Ansu Sesay was born with basketball talent. That’s what happens when you’re the son of a former professional player, one who was drafted by the Dallas Mavericks in 1998.

2 20 18 Ansu SesayBut more than talent, the 6-foot-4-inch Weatherford College freshman forward/post received some advice from his dad that has played an even bigger role in his development.

“He tells me little things about the game, like the higher you go the more mental it becomes,” Sesay said. “That’s what it comes down to. As I progress through each level, that advice has helped me a lot.”

Sesay came to Weatherford College as a walk-on after seeing the success and enjoyment some of his Fort Bend Elkins teammates, Ken Busby and Tyrik Armstrong, were having. They are part of the “Sugar Land Five,” who started as freshmen and are now sophomores.

Sesay knew cracking into the starting lineup for the Coyotes would be tough. He’s satisfied coming off the bench, making an impression and biding his time as he waits for his chance to start next season. All the while he’s watching and learning the mental things that can make a difference.

“It comes down to being ready,” he said. “When coach calls my name, I have to go in and do what is needed so we don’t lose a step.”

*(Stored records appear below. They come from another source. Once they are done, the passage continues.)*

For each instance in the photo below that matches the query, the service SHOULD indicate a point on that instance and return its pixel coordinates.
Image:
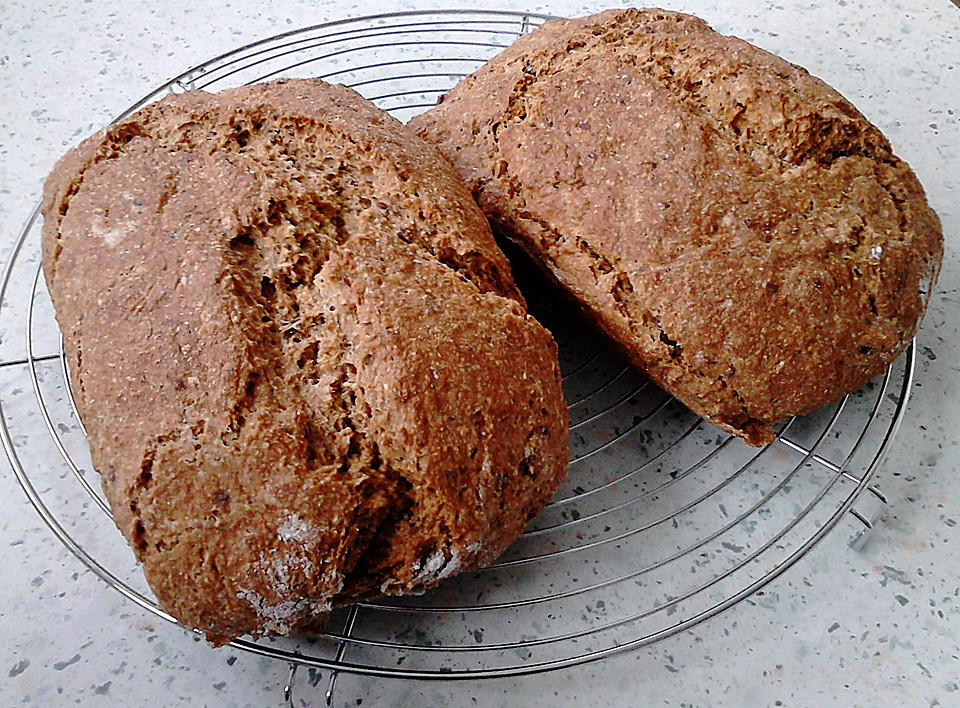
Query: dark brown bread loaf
(744, 234)
(305, 371)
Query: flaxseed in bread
(736, 226)
(305, 372)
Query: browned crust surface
(305, 372)
(734, 224)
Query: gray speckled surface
(879, 626)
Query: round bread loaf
(306, 374)
(734, 224)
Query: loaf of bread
(737, 227)
(306, 374)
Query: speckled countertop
(876, 626)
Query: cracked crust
(734, 224)
(305, 371)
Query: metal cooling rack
(662, 523)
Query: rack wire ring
(662, 523)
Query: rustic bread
(305, 371)
(734, 224)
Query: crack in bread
(306, 373)
(736, 227)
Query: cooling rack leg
(872, 506)
(288, 688)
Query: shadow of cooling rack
(662, 523)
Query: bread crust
(306, 374)
(730, 221)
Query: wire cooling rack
(663, 521)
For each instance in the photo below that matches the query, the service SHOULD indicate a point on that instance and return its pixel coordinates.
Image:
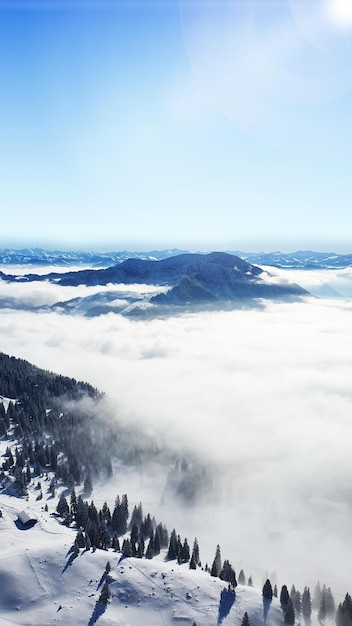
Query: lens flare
(340, 12)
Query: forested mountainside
(52, 446)
(60, 426)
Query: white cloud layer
(264, 394)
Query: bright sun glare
(340, 12)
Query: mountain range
(217, 278)
(301, 259)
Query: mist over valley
(260, 396)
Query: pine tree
(105, 594)
(284, 598)
(290, 613)
(173, 549)
(322, 610)
(306, 604)
(241, 578)
(297, 603)
(195, 552)
(344, 612)
(185, 552)
(267, 590)
(88, 485)
(316, 601)
(217, 565)
(149, 550)
(62, 507)
(245, 618)
(127, 548)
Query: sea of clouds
(262, 395)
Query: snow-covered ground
(42, 583)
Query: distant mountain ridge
(301, 259)
(190, 279)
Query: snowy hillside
(43, 583)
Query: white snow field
(42, 583)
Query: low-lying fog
(265, 395)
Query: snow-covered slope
(43, 583)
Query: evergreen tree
(80, 539)
(241, 578)
(217, 565)
(141, 548)
(329, 602)
(62, 507)
(297, 603)
(88, 544)
(245, 618)
(173, 548)
(284, 598)
(322, 614)
(192, 563)
(344, 612)
(290, 613)
(88, 484)
(149, 550)
(228, 573)
(195, 552)
(316, 601)
(105, 594)
(185, 552)
(306, 604)
(267, 590)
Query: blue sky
(202, 125)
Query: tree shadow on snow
(70, 560)
(105, 578)
(227, 598)
(98, 611)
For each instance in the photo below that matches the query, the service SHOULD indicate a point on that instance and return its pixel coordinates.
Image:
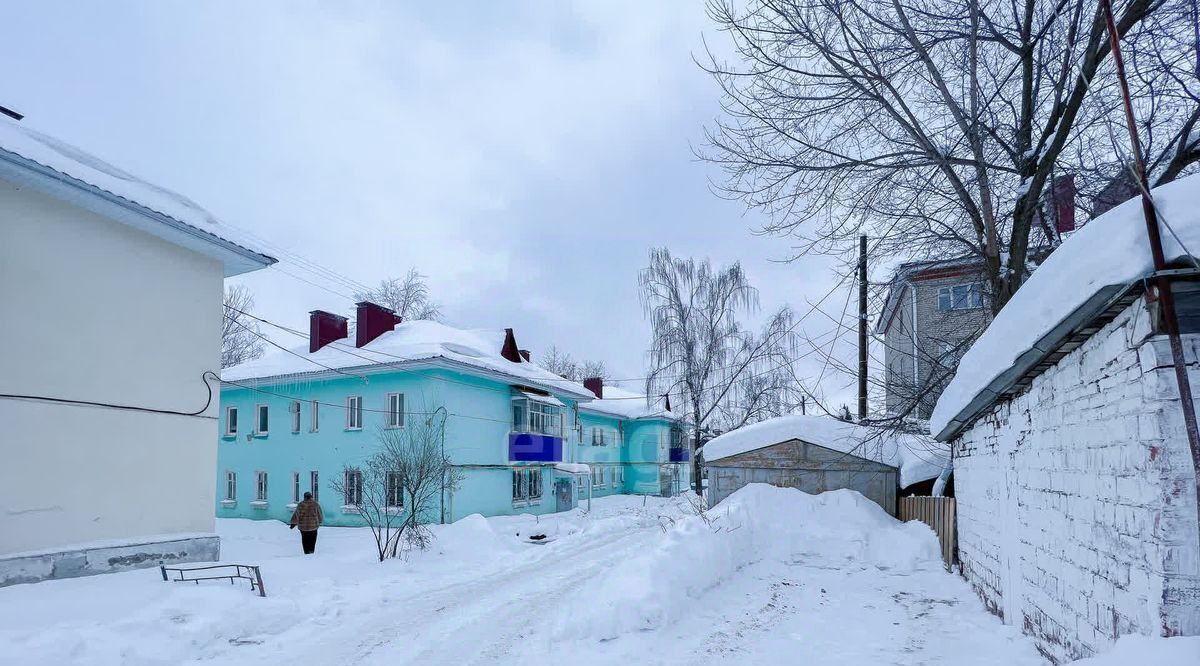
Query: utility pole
(1162, 285)
(862, 327)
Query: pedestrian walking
(307, 517)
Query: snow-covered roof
(1110, 251)
(411, 342)
(628, 405)
(64, 171)
(917, 457)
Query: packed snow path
(629, 582)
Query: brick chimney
(372, 321)
(325, 328)
(510, 351)
(594, 384)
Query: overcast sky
(523, 156)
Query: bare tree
(408, 297)
(940, 127)
(240, 339)
(564, 365)
(725, 375)
(401, 487)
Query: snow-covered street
(637, 579)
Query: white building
(111, 294)
(1075, 485)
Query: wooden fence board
(939, 514)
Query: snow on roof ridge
(82, 166)
(409, 341)
(1108, 251)
(918, 457)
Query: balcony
(533, 447)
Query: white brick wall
(1077, 499)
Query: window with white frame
(960, 297)
(262, 420)
(395, 490)
(354, 413)
(231, 420)
(526, 485)
(395, 411)
(353, 495)
(532, 415)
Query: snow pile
(628, 405)
(81, 166)
(838, 528)
(917, 457)
(1110, 250)
(1145, 651)
(409, 341)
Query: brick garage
(1077, 492)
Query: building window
(960, 297)
(259, 486)
(526, 485)
(529, 415)
(262, 425)
(395, 411)
(395, 490)
(353, 489)
(354, 413)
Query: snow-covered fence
(939, 514)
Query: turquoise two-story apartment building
(522, 438)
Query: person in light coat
(307, 517)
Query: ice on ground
(1110, 250)
(917, 457)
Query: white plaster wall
(93, 310)
(1077, 502)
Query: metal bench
(216, 573)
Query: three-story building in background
(522, 438)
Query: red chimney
(510, 351)
(594, 384)
(372, 321)
(324, 328)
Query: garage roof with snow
(917, 457)
(1080, 281)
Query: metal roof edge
(1099, 303)
(235, 258)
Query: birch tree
(724, 375)
(940, 127)
(240, 340)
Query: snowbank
(1110, 250)
(917, 457)
(1145, 651)
(838, 528)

Sesay is averaging five points, four rebounds, a steal and an assist coming off the bench. He has played in all but two games and averages around 20 minutes each contest.

And, he appears to be on his way to earning a scholarship for next season.

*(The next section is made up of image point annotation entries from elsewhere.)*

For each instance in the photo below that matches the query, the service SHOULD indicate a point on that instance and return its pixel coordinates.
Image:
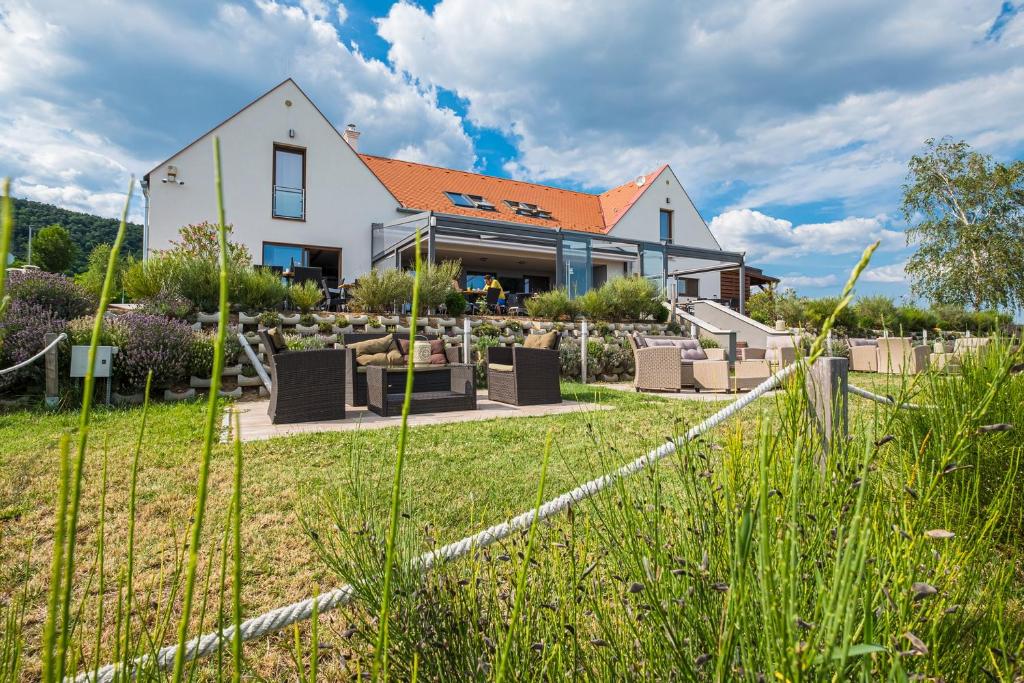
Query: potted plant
(306, 326)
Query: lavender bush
(51, 291)
(151, 342)
(22, 333)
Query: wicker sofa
(355, 374)
(863, 355)
(950, 361)
(669, 364)
(306, 386)
(525, 375)
(898, 355)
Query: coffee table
(435, 389)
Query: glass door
(576, 260)
(652, 262)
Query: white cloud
(790, 101)
(770, 240)
(893, 273)
(79, 101)
(807, 282)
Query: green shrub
(435, 283)
(305, 296)
(455, 303)
(876, 312)
(310, 343)
(791, 308)
(146, 280)
(761, 307)
(480, 346)
(92, 279)
(268, 319)
(260, 289)
(382, 291)
(486, 330)
(632, 298)
(594, 304)
(819, 309)
(168, 304)
(910, 318)
(199, 281)
(551, 305)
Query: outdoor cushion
(373, 358)
(372, 346)
(689, 349)
(546, 340)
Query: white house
(297, 191)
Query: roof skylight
(526, 209)
(470, 201)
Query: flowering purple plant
(52, 291)
(151, 342)
(22, 333)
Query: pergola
(570, 254)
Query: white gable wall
(642, 221)
(343, 197)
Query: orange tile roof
(422, 187)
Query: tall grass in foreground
(744, 556)
(739, 557)
(64, 648)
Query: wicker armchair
(863, 355)
(306, 386)
(898, 355)
(950, 361)
(521, 376)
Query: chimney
(351, 135)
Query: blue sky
(788, 123)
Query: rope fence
(29, 361)
(281, 617)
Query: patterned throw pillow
(546, 340)
(371, 346)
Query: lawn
(459, 478)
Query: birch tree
(967, 221)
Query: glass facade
(577, 264)
(285, 257)
(652, 262)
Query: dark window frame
(672, 225)
(278, 146)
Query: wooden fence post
(584, 338)
(52, 392)
(827, 391)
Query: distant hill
(87, 230)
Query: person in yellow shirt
(493, 284)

“He’s got all the tools,” Coyotes coach Mark Osina said. “He’s already doing some good things for us, and I can’t wait to see what he brings back to us next season.”

Sesay’s father, Ansu Sesay Jr., was drafted by the Mavericks in 1998. However, an NBA lockout and subsequent injury forced him to play in the Continental Basketball Association and overseas for most of his career, though he did play in the NBA with the Golden State Warriors in 2004-05. He was also named the NBA Developmental League MVP in 2002.

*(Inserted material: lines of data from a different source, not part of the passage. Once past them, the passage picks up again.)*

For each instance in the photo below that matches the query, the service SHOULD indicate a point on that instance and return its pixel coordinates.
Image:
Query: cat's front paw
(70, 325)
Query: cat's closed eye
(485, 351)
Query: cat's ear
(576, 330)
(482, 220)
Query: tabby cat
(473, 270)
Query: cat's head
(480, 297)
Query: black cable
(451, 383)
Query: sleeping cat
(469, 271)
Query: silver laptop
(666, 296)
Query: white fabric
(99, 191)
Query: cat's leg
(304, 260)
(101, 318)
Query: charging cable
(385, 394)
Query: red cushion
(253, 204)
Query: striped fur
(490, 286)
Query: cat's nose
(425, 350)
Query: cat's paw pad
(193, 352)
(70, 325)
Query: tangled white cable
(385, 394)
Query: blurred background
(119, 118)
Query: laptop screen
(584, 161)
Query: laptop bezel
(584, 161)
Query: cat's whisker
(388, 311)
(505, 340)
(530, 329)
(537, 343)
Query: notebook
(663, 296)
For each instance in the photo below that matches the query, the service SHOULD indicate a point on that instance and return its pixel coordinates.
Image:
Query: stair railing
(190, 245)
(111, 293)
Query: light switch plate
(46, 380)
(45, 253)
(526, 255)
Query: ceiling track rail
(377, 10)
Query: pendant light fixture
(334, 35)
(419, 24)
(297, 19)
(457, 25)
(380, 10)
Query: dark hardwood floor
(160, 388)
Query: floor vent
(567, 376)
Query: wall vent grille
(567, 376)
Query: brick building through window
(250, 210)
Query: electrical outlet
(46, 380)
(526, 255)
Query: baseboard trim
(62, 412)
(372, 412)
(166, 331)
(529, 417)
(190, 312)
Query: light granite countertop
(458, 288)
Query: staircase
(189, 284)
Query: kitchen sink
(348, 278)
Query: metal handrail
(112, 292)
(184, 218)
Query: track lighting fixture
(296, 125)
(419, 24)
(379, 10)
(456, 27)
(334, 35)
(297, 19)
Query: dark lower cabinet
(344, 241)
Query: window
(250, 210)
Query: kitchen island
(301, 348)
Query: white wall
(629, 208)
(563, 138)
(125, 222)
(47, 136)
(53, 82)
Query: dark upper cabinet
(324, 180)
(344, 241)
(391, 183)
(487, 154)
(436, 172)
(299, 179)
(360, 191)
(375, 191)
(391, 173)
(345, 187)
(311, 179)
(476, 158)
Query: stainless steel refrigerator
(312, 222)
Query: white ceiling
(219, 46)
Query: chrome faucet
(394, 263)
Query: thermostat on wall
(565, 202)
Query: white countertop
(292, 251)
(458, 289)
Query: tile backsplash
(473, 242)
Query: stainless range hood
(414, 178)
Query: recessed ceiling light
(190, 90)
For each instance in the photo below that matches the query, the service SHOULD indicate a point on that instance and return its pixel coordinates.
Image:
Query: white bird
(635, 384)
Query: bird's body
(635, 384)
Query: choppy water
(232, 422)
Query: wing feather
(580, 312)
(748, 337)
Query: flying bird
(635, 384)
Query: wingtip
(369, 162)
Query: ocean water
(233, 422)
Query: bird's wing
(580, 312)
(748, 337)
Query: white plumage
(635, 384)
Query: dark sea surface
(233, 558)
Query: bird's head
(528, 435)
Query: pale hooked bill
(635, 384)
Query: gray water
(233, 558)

“The main benefit of having a dad who played pro is the knowledge you gain,” Sesay said. “I’m always around basketball.”

Sesay’s mental advantage includes realizing to progress he has to work harder than anyone else on the team.

“There’s less margin for error,” he said. “You also have to be smart. I play with a chip on my shoulder, knowing my time could be limited.

“I know I still have a lot to do before next season. I have to stay hungry, and that’s not going to be a problem.”